White space may bridge digital divide

A one-two punch from geography and economic conditions all too frequently put rural students on the wrong site of the digital divide. I’ve written before about the difficulties students in my rural corner of New York State would have getting on the Internet if they don’t have an ISP at home.

A broadband technology is emerging that may offer some hope.

In December the Federal Communications Commission approved technology that allows Internet signals to be carried wirelessly in what is called white space, the  spectrum between television stations. The FCC approval takes effect Jan. 26.

Signals in this band travel better than WiFi because the signal isn’t impeded by physical structures such as buildings, trees, or mountains.

Thanks to the FCC decision, the medium will be accessible to small networking firms as well as to unlicensed and experimental users.

The white space signal must originate from fiber optic lines serving cell towers. Providers would have to reach agreement with the local cell carrier for use of the fiber optic cables to bring the signal into an area before the providers could deliver the signal to the customer’s location. (See the diagram at Mashable.com)

The FCC says unleasing the white spaces spectrum will provide a massive economic boost to businesses and result in new jobs being created.

One of the first locations to carry signals in white space is to be Thurman in the Adirondack Park, where Chestertown-based Rainmaker Network Service, LLC plans to test the technology later this year.

Interest in the new technology is high. Officials from other rural municipalities turned up in Thurman Jan. 25 to learn about the prospects and costs of the program..

Having Internet service available wouldn’t necessarily make it affordable for students in economically depressed rural areas, but it would at least remove one of the multiple barriers to rural student ‘net access.

Photo credit: House at the Hill uploaded by  iprole

Education equity in Web 2.0 era

As education leaders were debating policies for empowering Web 2.0 schools earlier this month, the Annie E. Casey Foundation KIDS COUNT Data Center released its 2011 report  looking at the educational, social, economic, and physical well-being of America’s children on state-by-state as well as a national basis.

The data should be disturbing to anyone who is involved in education:

  • 20% of children in the US live in poverty.
  • 31% of children in the US live in families in which no parent has full-time, year-round employment.
  • 34% of children in the US live in single-parent families.
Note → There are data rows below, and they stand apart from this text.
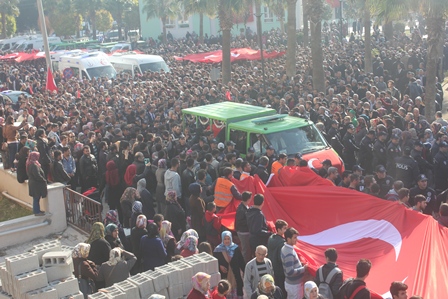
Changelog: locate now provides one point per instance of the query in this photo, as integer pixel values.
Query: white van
(87, 65)
(138, 63)
(37, 43)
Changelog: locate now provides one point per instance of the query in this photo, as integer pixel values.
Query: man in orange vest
(225, 190)
(277, 165)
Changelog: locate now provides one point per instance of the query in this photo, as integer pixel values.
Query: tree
(10, 25)
(278, 7)
(66, 24)
(8, 9)
(435, 13)
(103, 20)
(202, 7)
(292, 39)
(316, 11)
(226, 12)
(161, 9)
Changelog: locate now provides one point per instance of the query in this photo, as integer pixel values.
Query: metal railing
(81, 211)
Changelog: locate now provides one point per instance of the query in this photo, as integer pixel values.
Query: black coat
(37, 184)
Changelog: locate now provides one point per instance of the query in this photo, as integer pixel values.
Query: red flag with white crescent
(51, 85)
(402, 245)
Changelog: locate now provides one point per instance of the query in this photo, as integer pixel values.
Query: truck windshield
(102, 71)
(154, 67)
(303, 140)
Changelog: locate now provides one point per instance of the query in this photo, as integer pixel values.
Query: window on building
(268, 15)
(170, 23)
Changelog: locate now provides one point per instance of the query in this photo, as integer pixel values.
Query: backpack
(324, 286)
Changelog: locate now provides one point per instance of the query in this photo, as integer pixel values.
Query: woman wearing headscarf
(146, 199)
(201, 286)
(197, 209)
(112, 236)
(82, 266)
(311, 291)
(99, 247)
(10, 137)
(126, 201)
(117, 268)
(168, 239)
(160, 189)
(136, 235)
(231, 262)
(112, 217)
(113, 185)
(183, 238)
(21, 165)
(152, 249)
(190, 247)
(44, 150)
(175, 214)
(267, 287)
(136, 210)
(37, 182)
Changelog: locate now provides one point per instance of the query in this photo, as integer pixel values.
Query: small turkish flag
(51, 86)
(228, 96)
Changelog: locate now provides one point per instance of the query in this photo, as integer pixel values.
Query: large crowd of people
(165, 180)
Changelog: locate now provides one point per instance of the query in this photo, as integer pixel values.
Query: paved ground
(69, 237)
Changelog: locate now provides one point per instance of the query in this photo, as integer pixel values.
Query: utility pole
(43, 29)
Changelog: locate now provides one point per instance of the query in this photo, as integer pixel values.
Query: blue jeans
(36, 204)
(12, 147)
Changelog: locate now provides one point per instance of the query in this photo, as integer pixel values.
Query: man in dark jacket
(335, 281)
(366, 151)
(357, 286)
(261, 170)
(441, 167)
(59, 174)
(241, 225)
(275, 244)
(88, 170)
(256, 221)
(406, 169)
(350, 148)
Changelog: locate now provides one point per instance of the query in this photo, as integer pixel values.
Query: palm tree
(292, 39)
(227, 9)
(161, 9)
(315, 11)
(278, 7)
(202, 7)
(7, 7)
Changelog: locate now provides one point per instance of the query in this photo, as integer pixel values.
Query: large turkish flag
(403, 245)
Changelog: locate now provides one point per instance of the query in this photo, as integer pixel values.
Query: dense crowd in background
(125, 141)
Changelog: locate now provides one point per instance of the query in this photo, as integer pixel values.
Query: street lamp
(342, 19)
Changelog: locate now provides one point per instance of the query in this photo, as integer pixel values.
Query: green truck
(258, 127)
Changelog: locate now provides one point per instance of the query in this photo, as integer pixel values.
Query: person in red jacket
(212, 225)
(201, 286)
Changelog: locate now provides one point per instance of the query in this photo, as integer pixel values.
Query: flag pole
(43, 29)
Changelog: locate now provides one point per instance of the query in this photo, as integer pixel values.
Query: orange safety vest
(276, 166)
(243, 176)
(223, 194)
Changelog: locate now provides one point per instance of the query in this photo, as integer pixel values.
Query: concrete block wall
(128, 288)
(43, 293)
(22, 263)
(29, 281)
(144, 283)
(116, 293)
(66, 286)
(42, 248)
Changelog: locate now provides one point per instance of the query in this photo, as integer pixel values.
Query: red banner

What do those figures mean for schools? They mean that:

  • There are kids who will not be able to bring their PDs to school regardless of the school policy on PDs for the simple reason their families cannot afford personal devices such as laptops, Blackberries and iPads.
  • There are kids for whom the question of sending their teacher a friend request will not arise because they have no place to access Facebook. Public internet access is not as widely available as many people seem to think.
  • There are parents who won’t use the school’s website to access their children’s homework assignments because they don’t have a computer to use even if they know how to use a computer.

If learning is not confined to physical spaces like schools, perhaps instead of putting all our energies into discussing technology policies to empower Web 2.0 schools, we ought to put some energy into thinking about how to provide equitable access to education resources beyond the confines of schools.